Open fmaussion opened 3 years ago
I think that this bug should be mentioned on the download website as a big warning: "Downloading data with RGI format may not yield all outlines available in GLIMS"
@bruceraup I think that users should be aware of this problem with a warning on the download portal until this is solved - when they choose "RGI format" as download option (the default), it is possible that GLIMS won't provide them with the full data request.
Trello: https://trello.com/c/L86Yv2wQ
Hi @fmaussion, I'm going to take a look at why this is happening. Do you have a glacier id that I can use for testing this behavior?
@betolink I'm on it, but in the meantime a good candidate to check would be the entity mentioned here: https://github.com/GLIMS-RGI/glims_issue_tracker/issues/4
As I mentioned in the corresponding trello card, as long as these errors remain in GLIMS, the "download as RGI" option cannot work properly - so in terms of priority I would recommend to sanitize GLIMS first before attempting to fix this.
@betolink other examples:
anlys_id
400185 (which are at least two entities)anlys_id
400542 (no clue what the problem with this one is)I count 88 missing entities in subm_id
624 alone.
Thanks Fabien, you're guess is that the misclassified orphan rocks are the ones causing the bug, correct? I'll take a look at these examples and the DB to understand what's going on. p.s. I don't have access to this Trello board.
you're guess is that the misclassified orphan rocks are the ones causing the bug, correct?
Partly. I think the bug is several bugs.
anlys_id
400185 is that the bug comes from the fact that we have a glacier within another glacier's rock outcrop. In my code, the trick was to first sort the rocks by area before attributing them to an outline to avoid these situations.anlys_id
400542, no clue what's going on.In all cases. any conversion script in GLIMS needs to have some safeguards after conversion, i.e. the total number of glac_bound
should be the same before and after conversion to the RGI format.
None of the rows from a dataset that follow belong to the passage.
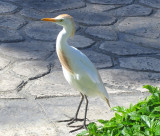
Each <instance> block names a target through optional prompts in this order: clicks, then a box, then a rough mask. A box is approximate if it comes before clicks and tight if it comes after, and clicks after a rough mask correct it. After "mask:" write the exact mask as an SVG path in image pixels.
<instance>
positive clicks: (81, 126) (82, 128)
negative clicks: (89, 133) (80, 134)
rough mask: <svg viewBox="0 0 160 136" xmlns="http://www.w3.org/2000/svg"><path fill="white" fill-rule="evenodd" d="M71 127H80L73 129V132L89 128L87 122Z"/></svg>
mask: <svg viewBox="0 0 160 136" xmlns="http://www.w3.org/2000/svg"><path fill="white" fill-rule="evenodd" d="M70 127H78V128H76V129H73V130H71V131H70V133H73V132H75V131H78V130H81V129H86V130H87V125H86V124H83V125H81V126H70Z"/></svg>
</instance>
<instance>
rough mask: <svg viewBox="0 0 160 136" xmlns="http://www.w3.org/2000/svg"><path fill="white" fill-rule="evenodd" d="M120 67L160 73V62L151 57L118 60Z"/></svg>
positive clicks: (139, 57) (144, 57)
mask: <svg viewBox="0 0 160 136" xmlns="http://www.w3.org/2000/svg"><path fill="white" fill-rule="evenodd" d="M119 61H120V67H124V68H129V69H136V70H151V71H156V72H160V61H159V59H156V58H151V57H129V58H120V59H119Z"/></svg>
Updated link to trello: https://trello.com/c/BBNEjwMn
@betolink @bruceraup any news on this?
As I said a while ago, I think it would have been much fairer to GLIMS users to add a big WARNING to the download option because of this issue, as long as it is not resolved (which seems to be a larger undertaking).
Hi @fmaussion, you're right. The fixes are not that complicated but for some reason NSIDC gave priority to put GLIMS data under the NASA EDL system, I think we can put a warning on the website until we release the fixed version.
I fixed this yesterday. As noted on Trello, outlines are no longer dropped. However, glac_bound polygons coming from a multi-polygon, as in the example above, still have the same analysis IDs. This "problem" must be resolved farther upstream. I say "problem", in quotes, because it's not actually wrong -- just a different way of doing things. RGI could group these together as multi-polygons (which is how they were submitted to GLIMS), as another potential solution to the problem of non-one-to-one correspondence between RGI IDs and analysis IDs. That said, converting all multi-polygons in GLIMS to separate ones is definitely on the to-do list.
Thanks! I'll check it ASAP. I have continued the discussion related to this in the Trello card. As discussed there, I don't think a multipolygon solution in RGI is compatible with glacier attributes such as is_tidewater
or glacier length, etc.
All in the title - the number of glaciers should be the same regardless of the download type.